North noted that a shortage of water has spillover effects. “The Rim Fire”—the quarter-million-acre fire that broke out this August in Yosemite—“would not have been so bad had the forest had a normal moisture content.”
Russell observed that water prompts a lot of moralizing, with people made to feel guilty for having lawns or taking long showers. But, he asked, given that about 70 percent of water use is devoted to agriculture, what about focusing on larger institutions?
Lempert said that larger institutions are important, too, but “consumers need to be part of the equation.”
Famiglietti said that one of the most important areas on which to focus is conservation of groundwater, which is currently like a bank account that’s being drawn down without anyone noticing or replenishing it.
Regardless of the solutions they offered, the panelists were in basic, if wary, agreement on one point: To fix our water struggles, more government regulation and centralization of water policy is required at both at the state and national levels.
The conference ended on a hopeful note. Atwater predicted, based on looking at the past 30 years in trends, that we will continue to become more efficient and that our per capita consumption will be about half of what it is today.
Austin concurred, saying that outdoor landscaping is where she thinks we’re going to make the biggest strides.
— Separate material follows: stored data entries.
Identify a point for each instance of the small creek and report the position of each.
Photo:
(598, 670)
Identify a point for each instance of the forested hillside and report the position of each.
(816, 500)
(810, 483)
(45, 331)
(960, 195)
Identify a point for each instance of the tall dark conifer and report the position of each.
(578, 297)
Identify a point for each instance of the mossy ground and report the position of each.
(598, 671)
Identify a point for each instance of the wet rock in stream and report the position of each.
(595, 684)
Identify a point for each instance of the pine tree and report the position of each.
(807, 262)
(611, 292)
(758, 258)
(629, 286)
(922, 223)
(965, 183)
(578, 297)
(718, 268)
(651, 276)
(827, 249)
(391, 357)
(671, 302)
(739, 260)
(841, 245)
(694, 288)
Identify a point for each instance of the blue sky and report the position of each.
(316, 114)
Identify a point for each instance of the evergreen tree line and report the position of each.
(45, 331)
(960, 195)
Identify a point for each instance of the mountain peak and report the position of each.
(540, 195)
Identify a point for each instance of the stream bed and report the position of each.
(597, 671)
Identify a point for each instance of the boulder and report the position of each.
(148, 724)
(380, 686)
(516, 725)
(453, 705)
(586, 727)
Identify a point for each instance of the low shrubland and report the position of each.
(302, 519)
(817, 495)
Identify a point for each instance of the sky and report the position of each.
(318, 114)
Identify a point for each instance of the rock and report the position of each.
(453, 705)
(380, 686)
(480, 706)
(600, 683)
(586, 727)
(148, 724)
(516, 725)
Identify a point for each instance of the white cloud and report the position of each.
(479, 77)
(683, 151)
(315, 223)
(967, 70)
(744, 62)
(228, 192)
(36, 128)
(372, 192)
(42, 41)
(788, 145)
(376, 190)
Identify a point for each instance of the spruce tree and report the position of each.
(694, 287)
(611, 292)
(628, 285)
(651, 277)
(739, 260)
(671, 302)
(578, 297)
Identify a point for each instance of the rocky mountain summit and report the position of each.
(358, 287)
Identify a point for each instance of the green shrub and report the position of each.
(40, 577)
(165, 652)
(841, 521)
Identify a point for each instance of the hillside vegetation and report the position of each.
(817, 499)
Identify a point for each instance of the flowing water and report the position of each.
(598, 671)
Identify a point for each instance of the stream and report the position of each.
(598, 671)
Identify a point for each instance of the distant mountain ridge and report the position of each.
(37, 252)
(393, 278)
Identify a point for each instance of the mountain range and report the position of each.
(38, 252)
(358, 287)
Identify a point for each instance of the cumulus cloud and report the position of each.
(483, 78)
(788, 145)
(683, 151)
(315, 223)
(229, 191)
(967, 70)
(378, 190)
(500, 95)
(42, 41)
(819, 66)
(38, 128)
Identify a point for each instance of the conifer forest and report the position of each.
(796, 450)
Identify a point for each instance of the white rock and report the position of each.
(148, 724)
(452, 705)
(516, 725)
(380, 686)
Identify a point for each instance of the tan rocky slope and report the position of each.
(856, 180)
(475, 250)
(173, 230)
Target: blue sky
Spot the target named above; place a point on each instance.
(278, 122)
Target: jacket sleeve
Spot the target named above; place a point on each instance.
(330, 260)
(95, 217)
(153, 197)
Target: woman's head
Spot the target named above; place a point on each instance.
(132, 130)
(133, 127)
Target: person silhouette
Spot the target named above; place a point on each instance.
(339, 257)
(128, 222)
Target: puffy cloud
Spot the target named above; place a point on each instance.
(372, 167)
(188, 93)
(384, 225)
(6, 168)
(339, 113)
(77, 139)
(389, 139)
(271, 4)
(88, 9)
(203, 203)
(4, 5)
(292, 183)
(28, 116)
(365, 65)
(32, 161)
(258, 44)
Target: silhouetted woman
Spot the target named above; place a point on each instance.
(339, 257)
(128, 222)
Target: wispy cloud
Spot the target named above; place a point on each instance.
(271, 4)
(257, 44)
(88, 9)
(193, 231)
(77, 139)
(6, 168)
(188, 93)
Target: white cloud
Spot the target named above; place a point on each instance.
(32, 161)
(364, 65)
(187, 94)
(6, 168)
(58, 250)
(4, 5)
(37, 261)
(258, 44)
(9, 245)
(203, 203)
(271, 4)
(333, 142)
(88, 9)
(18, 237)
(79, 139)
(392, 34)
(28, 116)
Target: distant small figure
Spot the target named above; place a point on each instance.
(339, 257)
This academic year, Occidental is undertaking a new campus-wide initiative that is organized around the critical resource of water. To coincide with the 100th anniversary of the California Aqueduct, the theme of water and power in Los Angeles, and the world, is infused throughout the curriculum, setting the stage for an integrated series of activities and events and prompting meaningful conversations on how we think about and address these great challenges of water and power. As part of this initiative, Occidental is hosting speakers on campus, as well as off-campus in partnership with Zocalo Public Square.